Wednesday, June 13, 2012

How to Tell Where a Driver Is From

One hand on wheel, one hand on horn: CHICAGO

One hand on wheel, one finger out window: NEW YORK

One hand on wheel, one finger out window, cutting across all lanes of traffic: NEW JERSEY

One hand on wheel, one hand on newspaper, foot solidly on accelerator: BOSTON

One hand on wheel, one hand on nonfat double decaf cappuccino, cradling cell phone, bricks on accelerator, gun in lap: LOS ANGELES

Both hands on wheel, eyes shut, both feet on brake, quivering in terror: OHIO, but driving in BOSTON, MASSACHUSETTS

Both hands in air, gesturing, both feet on accelerator, head turned to talk to someone in back seat: ITALY

One hand on 12 oz.
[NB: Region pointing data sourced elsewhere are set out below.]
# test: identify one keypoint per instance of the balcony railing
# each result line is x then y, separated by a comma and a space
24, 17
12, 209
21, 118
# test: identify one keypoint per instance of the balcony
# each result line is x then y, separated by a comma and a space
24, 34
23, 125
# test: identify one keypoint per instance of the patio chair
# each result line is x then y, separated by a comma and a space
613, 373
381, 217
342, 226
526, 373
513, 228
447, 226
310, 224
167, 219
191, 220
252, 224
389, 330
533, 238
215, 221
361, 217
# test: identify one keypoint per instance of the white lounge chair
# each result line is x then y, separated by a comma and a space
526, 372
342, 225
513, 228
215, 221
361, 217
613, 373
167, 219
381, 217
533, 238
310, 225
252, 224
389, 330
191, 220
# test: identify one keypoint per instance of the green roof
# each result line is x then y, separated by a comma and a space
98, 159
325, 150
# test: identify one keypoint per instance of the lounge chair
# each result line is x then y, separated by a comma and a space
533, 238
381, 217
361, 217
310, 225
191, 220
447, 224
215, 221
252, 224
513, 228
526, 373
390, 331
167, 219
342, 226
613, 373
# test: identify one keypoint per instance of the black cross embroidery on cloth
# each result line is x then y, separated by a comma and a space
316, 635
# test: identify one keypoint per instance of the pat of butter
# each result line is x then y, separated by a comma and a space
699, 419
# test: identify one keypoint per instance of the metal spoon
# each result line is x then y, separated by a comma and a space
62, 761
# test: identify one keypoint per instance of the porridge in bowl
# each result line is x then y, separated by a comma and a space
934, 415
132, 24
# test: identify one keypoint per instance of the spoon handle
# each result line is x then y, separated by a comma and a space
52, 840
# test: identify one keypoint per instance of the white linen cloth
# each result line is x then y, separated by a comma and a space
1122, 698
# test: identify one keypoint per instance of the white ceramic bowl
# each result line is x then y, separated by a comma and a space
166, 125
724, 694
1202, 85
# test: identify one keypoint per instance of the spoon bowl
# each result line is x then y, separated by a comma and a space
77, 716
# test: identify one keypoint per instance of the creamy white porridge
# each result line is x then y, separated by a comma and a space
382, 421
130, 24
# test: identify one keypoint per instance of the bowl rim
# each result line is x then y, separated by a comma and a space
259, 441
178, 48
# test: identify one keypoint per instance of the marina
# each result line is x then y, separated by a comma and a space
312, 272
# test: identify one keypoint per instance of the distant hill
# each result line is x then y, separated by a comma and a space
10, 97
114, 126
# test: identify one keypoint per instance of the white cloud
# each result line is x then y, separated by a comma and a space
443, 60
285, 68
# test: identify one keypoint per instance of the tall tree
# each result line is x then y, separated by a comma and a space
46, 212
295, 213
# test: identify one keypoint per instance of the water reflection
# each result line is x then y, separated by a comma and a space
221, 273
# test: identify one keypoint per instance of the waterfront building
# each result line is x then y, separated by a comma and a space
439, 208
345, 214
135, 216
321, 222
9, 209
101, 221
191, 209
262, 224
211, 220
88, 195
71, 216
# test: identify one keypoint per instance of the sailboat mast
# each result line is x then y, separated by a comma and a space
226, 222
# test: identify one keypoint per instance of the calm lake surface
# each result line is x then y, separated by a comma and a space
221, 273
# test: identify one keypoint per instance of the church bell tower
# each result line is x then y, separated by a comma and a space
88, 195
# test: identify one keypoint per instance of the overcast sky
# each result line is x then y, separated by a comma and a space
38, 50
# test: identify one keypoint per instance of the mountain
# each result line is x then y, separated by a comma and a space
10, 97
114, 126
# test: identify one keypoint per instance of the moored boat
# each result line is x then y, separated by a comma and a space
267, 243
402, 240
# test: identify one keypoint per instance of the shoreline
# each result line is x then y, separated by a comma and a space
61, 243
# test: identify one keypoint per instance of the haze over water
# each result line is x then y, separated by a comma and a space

Double shot latte, one knee on wheel, cradling cell phone, foot on brake, mind on radio game, banging head on steering wheel while stuck in traffic: SEATTLE

One hand on wheel, one hand on hunting rifle, alternating between both feet being on the accelerator and both feet on brake, throwing McDonald's bag out the window: TEXAS

Four-wheel drive pick-up truck, shotgun mounted in rear window, beer cans on floor, squirrel tails attached to antenna: ALABAMA

Two hands gripping wheel, blue hair barely visible above windshield, driving 35 on the Interstate in the left lane with the left blinker on: FLORIDA


  1. I think this needs to be expanded into the X-rated one hand one the wheel one hand.......

  2. Both feet on brake, parking brake engaged, one foot tapping the accelerator just a little bit every so often, both hands in lobbyist's pockets, car inching ahead in a perfectly straight line, mind on new sources of campaign contributions ... Washington, DC

  3. Drivers in Atlanta are hyperaggressive, too.